Summary. The manuscript introduces Multi-Scale Reversible Chaos Game Representation (MS-RCGR), a framework that encodes biological sequences into multi-resolution geometric representations using rational arithmetic and hierarchical k-mer decomposition. It claims guaranteed reversibility with no information loss, scale-invariance, and the ability to bridge traditional ML on geometric features, computer vision on CGR images, and hybrid models combining pre-trained protein language model embeddings (ESM2, ProtT5) with MS-RCGR features. Experiments on synthetic DNA and protein datasets with seven artificial classes are said to show consistent performance gains across paradigms, with the hybrid approach outperforming either component alone.

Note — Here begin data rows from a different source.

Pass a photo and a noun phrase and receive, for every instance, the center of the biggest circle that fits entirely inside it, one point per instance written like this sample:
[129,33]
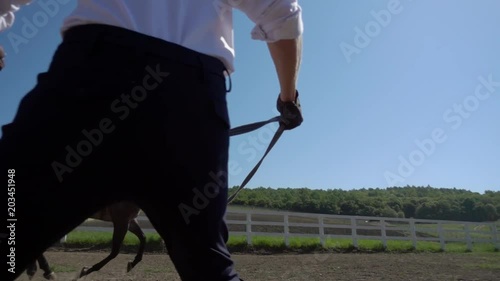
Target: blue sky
[394,93]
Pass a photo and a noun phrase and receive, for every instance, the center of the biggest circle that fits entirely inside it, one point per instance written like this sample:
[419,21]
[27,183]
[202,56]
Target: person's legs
[192,169]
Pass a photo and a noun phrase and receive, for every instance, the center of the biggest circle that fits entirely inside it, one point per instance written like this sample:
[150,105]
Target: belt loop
[230,82]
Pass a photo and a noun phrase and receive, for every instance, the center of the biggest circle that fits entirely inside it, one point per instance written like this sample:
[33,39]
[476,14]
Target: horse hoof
[50,276]
[84,271]
[130,265]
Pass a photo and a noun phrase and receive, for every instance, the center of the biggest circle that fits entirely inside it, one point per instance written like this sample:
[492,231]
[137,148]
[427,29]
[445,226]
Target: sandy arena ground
[294,267]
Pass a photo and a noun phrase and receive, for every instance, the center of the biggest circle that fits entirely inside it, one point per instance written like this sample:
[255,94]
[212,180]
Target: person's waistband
[144,45]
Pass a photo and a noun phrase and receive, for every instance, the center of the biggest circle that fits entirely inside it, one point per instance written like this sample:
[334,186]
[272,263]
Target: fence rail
[255,223]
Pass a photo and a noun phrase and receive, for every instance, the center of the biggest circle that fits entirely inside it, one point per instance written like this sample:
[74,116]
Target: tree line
[403,202]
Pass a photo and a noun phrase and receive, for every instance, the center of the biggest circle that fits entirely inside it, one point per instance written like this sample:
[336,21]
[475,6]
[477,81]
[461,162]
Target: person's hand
[2,55]
[291,112]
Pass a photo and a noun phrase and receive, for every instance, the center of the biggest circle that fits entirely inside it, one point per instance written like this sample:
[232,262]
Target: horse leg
[119,231]
[136,229]
[31,270]
[44,265]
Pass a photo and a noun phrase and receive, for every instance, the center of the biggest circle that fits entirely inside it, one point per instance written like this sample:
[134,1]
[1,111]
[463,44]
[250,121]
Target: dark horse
[44,265]
[123,215]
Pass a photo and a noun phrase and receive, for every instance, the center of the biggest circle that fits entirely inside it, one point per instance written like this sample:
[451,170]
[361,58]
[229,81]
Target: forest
[403,202]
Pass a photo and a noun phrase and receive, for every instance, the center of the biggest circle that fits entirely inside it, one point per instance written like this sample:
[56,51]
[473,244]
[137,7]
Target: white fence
[251,223]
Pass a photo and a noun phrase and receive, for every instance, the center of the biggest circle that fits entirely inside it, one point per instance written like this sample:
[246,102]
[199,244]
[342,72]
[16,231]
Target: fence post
[63,239]
[286,230]
[354,233]
[467,237]
[413,233]
[249,228]
[383,233]
[441,237]
[496,242]
[321,231]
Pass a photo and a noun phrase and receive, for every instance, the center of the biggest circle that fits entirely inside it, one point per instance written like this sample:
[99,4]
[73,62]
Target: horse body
[123,215]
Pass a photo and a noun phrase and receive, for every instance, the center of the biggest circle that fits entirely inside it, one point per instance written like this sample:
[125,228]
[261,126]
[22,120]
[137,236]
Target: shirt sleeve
[274,19]
[7,10]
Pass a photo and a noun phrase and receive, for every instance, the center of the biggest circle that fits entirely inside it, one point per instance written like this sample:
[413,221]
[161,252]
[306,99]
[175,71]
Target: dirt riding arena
[293,267]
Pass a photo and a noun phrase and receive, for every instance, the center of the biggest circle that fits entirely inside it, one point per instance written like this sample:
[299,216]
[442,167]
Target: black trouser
[123,116]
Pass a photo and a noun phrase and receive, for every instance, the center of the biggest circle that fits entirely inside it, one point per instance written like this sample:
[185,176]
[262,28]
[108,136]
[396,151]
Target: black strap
[248,128]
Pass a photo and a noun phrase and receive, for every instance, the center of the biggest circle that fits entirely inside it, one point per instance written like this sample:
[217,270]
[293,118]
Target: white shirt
[205,26]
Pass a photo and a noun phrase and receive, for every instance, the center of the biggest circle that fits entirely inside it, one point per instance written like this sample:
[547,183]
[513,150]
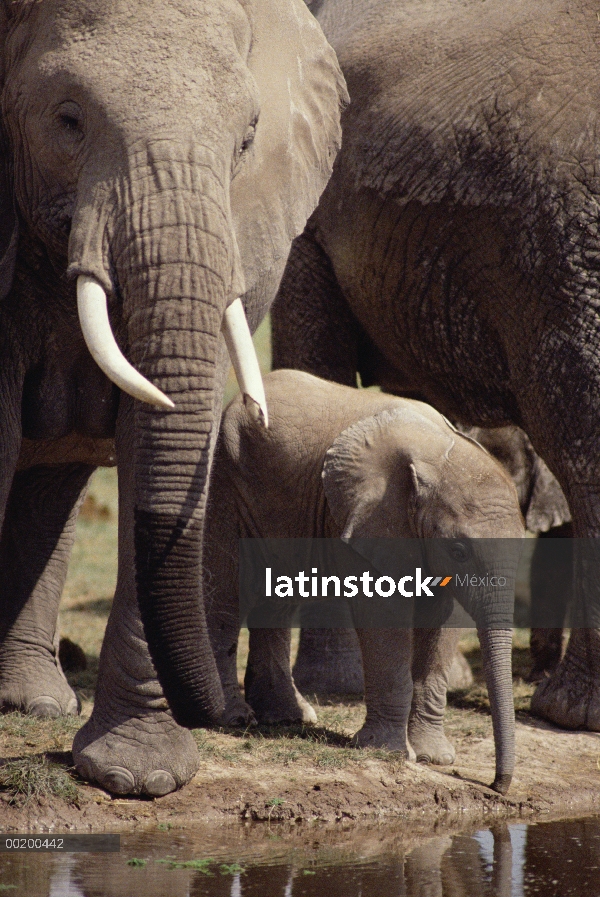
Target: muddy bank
[558,774]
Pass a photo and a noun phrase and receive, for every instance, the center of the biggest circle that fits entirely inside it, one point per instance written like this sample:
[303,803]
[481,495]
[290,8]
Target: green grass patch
[34,778]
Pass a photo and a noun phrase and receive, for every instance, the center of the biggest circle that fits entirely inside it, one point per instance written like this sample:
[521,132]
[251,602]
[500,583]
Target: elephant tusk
[245,363]
[99,338]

Significance. If validated, the reversibility property and multi-scale decomposition could provide an interpretable, information-preserving alternative or complement to existing sequence encodings. The hybrid paradigm is a potentially useful direction for combining geometric and embedding-based features. However, the current evidence base is narrow, so the practical significance for biological sequence classification remains provisional pending broader validation.

major comments (2)

[Experimental evaluation / Results] The central claim that the hybrid ESM2/ProtT5 + MS-RCGR approach achieves superior performance rests entirely on synthetic DNA/protein datasets with seven artificially constructed classes. No experiments on real biological sequences (e.g., from UniProt, NCBI, or standard benchmarks with evolutionary/structural noise) are reported, so it is unclear whether the observed complementarity is genuine or an artifact of the synthetic construction. This directly affects the applicability asserted in the abstract and conclusion.
[Abstract] Abstract and experimental description: claims of 'consistent performance improvements' and 'superior performance' are made without any quantitative metrics, error bars, dataset sizes, cross-validation details, or statistical tests. This prevents assessment of effect size or reliability and is load-bearing for the hybrid-superiority assertion.

minor comments (1)

Ensure all tables and figures in the full manuscript are explicitly referenced in the text and include clear captions describing the synthetic class definitions and evaluation protocol.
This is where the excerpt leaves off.